# Datos Ordenados

Este cuaderno presenta una serie de ejercicios para entender cómo ordenar tablas de datos que no cumplen con las tres reglas de datos ordenados.

In [None]:
# pip install altair # Si te da error al cargar la librería altair, solo borra el hashtag al principio de esta celda para instalar ese paquete

In [1]:
import pandas as pd
import altair as alt
import numpy as np

In [2]:
base_url = "https://github.com/byuidatascience/data4python4ds/raw/master/data-raw/"
table1 = pd.read_csv("{}table1/table1.csv".format(base_url))
table2 = pd.read_csv("{}table2/table2.csv".format(base_url))
table3 = pd.read_csv("{}table3/table3.csv".format(base_url))
table4a = pd.read_csv("{}table4a/table4a.csv".format(base_url))
table4b = pd.read_csv("{}table4b/table4b.csv".format(base_url))
table5 = pd.read_csv("{}table5/table5.csv".format(base_url), dtype = 'object')

Ahora, solicite a Python que le muestre las tablas abiertas en la celda anterior. ¿Qué observa? Empecemos con table4a. En ella los años 1999 y 2000 se presentan como variables, pero esto es un error. Ambas columnas, 1999 y 2000, podrían unirse en una columna llamada "Year". Para ordenar los datos con tal fin, podríamos usar la función melt que viene de la librería pandas. Observe la diferencia entre table4a y el resultado que aparece a continuación.

In [5]:
table4a.melt(['country'], var_name = "year", value_name = "cases")

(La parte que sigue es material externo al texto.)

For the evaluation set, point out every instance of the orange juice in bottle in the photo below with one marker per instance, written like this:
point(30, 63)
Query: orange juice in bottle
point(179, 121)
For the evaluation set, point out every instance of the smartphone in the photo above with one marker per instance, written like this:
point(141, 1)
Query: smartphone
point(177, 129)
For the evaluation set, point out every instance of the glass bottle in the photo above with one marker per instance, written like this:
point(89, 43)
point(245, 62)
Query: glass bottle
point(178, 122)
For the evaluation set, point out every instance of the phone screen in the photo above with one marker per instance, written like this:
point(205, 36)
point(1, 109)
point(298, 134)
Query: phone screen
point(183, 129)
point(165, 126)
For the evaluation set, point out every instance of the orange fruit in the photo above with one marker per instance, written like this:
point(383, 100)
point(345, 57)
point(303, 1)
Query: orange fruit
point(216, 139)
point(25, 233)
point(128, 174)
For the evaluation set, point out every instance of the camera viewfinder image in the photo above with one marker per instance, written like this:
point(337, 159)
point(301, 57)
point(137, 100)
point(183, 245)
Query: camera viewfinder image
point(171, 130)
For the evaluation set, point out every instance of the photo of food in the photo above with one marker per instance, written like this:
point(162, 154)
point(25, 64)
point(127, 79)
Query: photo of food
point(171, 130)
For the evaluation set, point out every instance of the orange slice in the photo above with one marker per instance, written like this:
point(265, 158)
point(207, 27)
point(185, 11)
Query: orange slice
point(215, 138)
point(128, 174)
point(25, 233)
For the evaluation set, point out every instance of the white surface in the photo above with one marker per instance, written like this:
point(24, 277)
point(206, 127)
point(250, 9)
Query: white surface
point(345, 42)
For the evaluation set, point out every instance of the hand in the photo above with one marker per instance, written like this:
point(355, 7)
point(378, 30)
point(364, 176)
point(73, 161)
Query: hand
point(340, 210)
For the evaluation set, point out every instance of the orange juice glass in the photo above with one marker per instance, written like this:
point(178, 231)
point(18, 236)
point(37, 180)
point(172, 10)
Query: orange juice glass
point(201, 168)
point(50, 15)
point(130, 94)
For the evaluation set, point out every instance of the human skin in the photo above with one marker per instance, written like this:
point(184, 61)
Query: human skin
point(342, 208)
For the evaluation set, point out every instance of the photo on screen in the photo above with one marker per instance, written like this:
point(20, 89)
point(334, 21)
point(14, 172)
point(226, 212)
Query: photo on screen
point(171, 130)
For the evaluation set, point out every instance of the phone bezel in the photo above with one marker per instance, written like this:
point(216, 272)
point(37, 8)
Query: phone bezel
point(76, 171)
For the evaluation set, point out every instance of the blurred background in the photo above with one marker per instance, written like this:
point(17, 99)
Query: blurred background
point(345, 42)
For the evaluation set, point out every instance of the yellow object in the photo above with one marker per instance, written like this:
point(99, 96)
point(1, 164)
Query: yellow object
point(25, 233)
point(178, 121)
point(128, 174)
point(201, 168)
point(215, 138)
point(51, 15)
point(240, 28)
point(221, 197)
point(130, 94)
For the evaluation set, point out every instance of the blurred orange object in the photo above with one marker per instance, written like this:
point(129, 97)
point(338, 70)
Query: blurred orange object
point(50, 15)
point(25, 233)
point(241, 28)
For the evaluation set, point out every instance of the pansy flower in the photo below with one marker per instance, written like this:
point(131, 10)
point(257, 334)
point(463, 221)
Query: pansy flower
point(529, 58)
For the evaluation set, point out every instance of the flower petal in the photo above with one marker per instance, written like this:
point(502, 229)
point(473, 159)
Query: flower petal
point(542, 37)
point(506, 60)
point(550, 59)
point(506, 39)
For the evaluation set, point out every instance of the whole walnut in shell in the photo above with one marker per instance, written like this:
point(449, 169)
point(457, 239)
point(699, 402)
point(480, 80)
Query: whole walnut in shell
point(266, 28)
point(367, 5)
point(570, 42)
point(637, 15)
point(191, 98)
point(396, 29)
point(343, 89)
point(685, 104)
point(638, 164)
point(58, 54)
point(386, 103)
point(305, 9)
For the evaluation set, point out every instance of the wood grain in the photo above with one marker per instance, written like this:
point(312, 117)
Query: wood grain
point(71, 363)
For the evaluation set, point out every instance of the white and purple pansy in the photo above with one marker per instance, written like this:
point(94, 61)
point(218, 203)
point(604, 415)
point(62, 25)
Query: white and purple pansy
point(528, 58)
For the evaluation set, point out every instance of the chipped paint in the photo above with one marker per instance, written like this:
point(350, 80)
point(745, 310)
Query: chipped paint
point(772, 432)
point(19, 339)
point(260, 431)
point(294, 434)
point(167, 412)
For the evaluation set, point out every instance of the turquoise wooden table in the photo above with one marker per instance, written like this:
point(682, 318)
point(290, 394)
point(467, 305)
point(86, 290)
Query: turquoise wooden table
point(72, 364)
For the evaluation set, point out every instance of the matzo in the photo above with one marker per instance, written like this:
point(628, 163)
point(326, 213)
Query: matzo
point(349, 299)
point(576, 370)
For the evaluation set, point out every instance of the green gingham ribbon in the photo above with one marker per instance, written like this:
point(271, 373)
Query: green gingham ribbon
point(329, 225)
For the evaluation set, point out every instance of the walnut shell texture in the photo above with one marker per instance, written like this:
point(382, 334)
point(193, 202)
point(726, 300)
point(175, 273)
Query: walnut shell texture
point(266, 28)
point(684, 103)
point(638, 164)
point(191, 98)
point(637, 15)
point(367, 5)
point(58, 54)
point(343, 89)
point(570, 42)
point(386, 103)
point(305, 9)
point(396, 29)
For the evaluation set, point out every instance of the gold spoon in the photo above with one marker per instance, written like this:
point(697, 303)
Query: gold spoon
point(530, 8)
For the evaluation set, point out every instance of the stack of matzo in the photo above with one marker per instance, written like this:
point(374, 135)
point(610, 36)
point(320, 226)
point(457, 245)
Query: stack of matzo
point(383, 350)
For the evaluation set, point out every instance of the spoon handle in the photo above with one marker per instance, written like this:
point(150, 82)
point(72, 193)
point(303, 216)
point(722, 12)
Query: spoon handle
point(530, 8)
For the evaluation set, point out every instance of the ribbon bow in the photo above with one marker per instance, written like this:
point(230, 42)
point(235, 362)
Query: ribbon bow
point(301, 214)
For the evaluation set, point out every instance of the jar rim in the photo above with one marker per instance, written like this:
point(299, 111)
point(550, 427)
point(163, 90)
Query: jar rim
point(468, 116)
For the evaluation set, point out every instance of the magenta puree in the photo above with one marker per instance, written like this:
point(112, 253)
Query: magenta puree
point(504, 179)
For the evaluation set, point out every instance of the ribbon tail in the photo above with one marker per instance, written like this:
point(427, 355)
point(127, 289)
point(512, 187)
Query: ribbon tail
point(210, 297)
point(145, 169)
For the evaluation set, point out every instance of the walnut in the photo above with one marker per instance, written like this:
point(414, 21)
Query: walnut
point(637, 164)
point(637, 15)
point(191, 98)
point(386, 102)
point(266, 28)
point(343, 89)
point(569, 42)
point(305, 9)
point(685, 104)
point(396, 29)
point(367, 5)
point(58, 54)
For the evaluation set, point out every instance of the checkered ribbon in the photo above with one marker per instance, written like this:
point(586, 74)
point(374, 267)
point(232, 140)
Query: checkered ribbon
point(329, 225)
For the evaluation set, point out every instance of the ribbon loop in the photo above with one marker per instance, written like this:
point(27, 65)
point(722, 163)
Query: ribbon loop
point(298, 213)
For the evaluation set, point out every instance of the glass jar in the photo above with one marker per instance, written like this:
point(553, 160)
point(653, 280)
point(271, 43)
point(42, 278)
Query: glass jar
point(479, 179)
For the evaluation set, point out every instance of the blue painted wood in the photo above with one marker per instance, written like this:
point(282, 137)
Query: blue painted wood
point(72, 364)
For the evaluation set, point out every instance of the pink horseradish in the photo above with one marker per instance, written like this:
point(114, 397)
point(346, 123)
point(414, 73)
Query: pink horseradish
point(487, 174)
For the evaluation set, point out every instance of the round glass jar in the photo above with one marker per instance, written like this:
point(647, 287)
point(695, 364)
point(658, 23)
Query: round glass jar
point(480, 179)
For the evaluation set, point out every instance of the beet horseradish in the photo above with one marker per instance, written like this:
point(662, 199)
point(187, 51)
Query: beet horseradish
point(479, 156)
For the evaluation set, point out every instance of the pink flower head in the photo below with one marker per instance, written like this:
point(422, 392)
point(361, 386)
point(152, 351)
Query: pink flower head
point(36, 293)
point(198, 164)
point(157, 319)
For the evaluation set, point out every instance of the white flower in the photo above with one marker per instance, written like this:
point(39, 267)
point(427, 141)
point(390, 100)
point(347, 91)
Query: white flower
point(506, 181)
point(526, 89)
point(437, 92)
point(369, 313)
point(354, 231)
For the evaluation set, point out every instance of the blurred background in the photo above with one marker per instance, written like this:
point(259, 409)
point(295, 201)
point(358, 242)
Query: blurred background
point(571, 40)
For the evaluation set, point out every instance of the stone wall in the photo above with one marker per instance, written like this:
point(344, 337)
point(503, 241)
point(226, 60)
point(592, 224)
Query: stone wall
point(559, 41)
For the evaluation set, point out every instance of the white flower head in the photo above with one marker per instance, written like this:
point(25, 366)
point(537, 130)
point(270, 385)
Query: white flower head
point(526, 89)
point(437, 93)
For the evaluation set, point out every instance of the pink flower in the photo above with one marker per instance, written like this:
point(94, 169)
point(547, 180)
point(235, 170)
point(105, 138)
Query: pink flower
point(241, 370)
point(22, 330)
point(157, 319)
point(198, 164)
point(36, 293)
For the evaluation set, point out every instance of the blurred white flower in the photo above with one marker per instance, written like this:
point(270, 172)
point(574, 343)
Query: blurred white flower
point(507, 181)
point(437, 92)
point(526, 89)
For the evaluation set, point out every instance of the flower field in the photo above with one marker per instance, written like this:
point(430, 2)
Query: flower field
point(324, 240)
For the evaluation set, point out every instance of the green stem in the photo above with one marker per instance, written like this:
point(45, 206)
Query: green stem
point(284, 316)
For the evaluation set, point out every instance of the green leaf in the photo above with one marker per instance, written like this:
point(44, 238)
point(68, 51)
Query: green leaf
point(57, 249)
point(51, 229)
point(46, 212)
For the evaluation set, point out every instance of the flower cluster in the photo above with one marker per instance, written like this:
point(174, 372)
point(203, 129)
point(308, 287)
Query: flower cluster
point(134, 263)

Unnamed: 0,country,year,cases
0,Afghanistan,1999,745
1,Brazil,1999,37737
2,China,1999,212258
3,Afghanistan,2000,2666
4,Brazil,2000,80488
5,China,2000,213766


In [6]:
table4b.melt(['country'], var_name = 'year', value_name = 'population')

Unnamed: 0,country,year,population
0,Afghanistan,1999,19987071
1,Brazil,1999,172006362
2,China,1999,1272915272
3,Afghanistan,2000,20595360
4,Brazil,2000,174504898
5,China,2000,1280428583


Ahora, vamos a concentrarnos en otra función muy útil de pandas: pivot(), la función que hace lo opuesto a melt().

In [7]:
table2.pivot_table(
    index = ['country', 'year'], 
    columns = 'type', 
    values = 'count').reset_index()

type,country,year,cases,population
0,Afghanistan,1999,745,19987071
1,Afghanistan,2000,2666,20595360
2,Brazil,1999,37737,172006362
3,Brazil,2000,80488,174504898
4,China,1999,212258,1272915272
5,China,2000,213766,1280428583


In [8]:
new_columns = (table3.
  rate.str.split("/", expand = True).
  rename(columns = {0: "cases", 1: "population"})
  )
  
pd.concat([table3.drop(columns = 'rate'), new_columns], axis = 1)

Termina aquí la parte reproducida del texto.